Operations Begin for the First Startup-built JAXA satellite
“RAPIS-1” (RAPid Innovative payload demonstration Satellite 1), the small satellite commissioned by the Japanese Aerospace eXploration Agency (JAXA) and designed, manufactured and operated by Axelspace Corporation (HQ: Tokyo, Japan; President and CEO: Yuya Nakamura) has been successfully launched from the Uchinoura Space Center in Kagoshima Prefecture, Japan at 9:50 AM of January 18th, 2019. The Epsilon-4 launch vehicle that carried RAPIS-1 to orbit also contained six other microsatellites and cubesats. At 10:42 AM of the same day the satellite was detached from the rocket.
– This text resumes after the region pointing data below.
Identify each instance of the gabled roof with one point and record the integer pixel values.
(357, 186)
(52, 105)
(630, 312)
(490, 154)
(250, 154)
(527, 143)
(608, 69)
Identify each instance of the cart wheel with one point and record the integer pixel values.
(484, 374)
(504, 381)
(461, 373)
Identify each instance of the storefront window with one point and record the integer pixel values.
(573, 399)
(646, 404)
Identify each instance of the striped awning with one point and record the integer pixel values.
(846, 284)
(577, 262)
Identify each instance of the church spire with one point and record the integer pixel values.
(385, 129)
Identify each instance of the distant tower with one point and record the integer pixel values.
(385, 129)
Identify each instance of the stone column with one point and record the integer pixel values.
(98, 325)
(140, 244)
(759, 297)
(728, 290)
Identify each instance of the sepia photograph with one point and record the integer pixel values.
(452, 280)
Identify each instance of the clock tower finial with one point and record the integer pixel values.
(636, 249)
Later, a first signal from it was received, confirming that the solar panels—indispensable for the correct operation of the satellite—were producing enough power and that communication with the ground was functional. The operators have thus closed the “critical operation phase” and begun performing check-out operations on all the on-board components. This initial phase is expected to last roughly one month, after which the “nominal operation phase” will begin and the seven experimental instruments will begin performing in-orbit tests.
About the Innovative Satellite Technology Demonstration Program and RAPIS-1
The Innovative Satellite Technology Demonstration Program is an initiative by JAXA to provide in-orbit validation opportunities to external entities, with the objective of strengthening the technologies behind core satellite components. The Japanese Government’s space program has scheduled four demonstration launch opportunities, one every two years. This launch represents the first of these four events and is termed “Innovative Satellite Technology Demonstration-1”. RAPIS-1, developed by Axelspace, is a 200kg small satellite carrying seven different demonstration payloads. The mission- and bus-related systems in the satellite are designed to be highly independent, a unique characteristic that increases the reliability of the whole spacecraft to better support the highly experimental onboard components.